Clarkston Consulting Manager Idoia Hidalgo Featured in S&P Global on Consumer Healthcare Trends
March 12, 2021 | Durham, NC
Manager at Clarkston Consulting, Idoia Hidalgo, featured by S&P Global. The article shares information on digital DTC companies transforming healthcare. An excerpt from the article is included below:
A growing reliance on telehealth and wearable tech during the pandemic has created opportunities for ambitious direct-to-consumer digital health companies looking to take market share from more established healthcare rivals.
Direct-to-consumer, or D2C, companies send products directly to consumers instead of through a middleman. According to data firm CB Insights, D2C companies are able to sell products at lower costs than their competitors by controlling the marketing and manufacturing of their products from beginning to end.
Consumer healthcare businesses have typically focused on over-the-counter medications, dental products and skincare, but over the past few years digital health startups have begun adopting the consumer model. The D2C capabilities of these new entrants can span telemedicine, health and fitness watches and, in some cases, even shipping generic medications directly to consumers.
COVID-19 creates consumer interest
Idoia Hidalgo, consumer healthcare industry lead at Clarkston Consulting, said in a consumer healthcare trends report that 2021 would see growing interest in people tracking their own health data and wellbeing, with the pandemic helping to bolster this trend.
According to Rock Health’s Digital Health Consumer Adoption Report 2020, 43% of consumers surveyed had a telemedicine visit in the past year, up 11% from 2019, while 54% said they had tracked at least one health metric.
“You see a lot of companies [where] there are more offerings and more ways to be able to take control of digital health in ways that weren’t possible in the past, whether it be in digital wearables or personalized products that companies are coming up with, or even the ability to do allergy tests at home,” Hidalgo said in an interview.
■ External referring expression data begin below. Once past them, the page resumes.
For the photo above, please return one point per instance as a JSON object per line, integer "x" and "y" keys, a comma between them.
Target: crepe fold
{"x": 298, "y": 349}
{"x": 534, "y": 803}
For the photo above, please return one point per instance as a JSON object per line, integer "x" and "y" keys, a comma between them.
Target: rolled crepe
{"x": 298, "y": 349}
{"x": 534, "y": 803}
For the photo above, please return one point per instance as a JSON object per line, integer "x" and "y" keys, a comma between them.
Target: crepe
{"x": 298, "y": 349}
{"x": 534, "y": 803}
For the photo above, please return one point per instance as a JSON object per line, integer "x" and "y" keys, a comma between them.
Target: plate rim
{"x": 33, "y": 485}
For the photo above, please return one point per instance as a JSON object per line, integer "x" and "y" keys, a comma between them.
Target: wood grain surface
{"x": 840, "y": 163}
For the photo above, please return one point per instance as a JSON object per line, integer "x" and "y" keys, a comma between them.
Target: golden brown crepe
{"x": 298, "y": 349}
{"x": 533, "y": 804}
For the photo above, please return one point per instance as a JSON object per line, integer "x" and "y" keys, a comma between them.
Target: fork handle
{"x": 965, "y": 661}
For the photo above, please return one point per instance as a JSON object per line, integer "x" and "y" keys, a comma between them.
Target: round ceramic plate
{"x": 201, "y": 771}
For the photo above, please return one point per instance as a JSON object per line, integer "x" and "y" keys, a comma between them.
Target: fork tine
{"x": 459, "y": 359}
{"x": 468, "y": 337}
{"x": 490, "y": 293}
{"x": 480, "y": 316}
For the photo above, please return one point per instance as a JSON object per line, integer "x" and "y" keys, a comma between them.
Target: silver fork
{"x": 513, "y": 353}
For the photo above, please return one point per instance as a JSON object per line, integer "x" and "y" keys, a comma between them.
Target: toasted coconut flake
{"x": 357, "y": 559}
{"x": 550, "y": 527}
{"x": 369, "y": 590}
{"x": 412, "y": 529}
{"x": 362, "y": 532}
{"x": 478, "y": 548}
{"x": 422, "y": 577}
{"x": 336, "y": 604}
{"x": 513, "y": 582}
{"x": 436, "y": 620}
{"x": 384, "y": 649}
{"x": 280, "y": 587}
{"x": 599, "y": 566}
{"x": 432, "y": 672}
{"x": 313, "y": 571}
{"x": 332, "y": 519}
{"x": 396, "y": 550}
Start-ups have been particularly successful at taking away some of the business of traditional healthcare models because they are so consumer-centric, Hidalgo said. Many founders of D2C healthcare companies were responding to problems they had experienced themselves in accessing healthcare, and these entities are therefore often focused on creating an ongoing relationship with the consumer.
“They’re fast and agile; they test with the consumer, [and] they get that feedback.”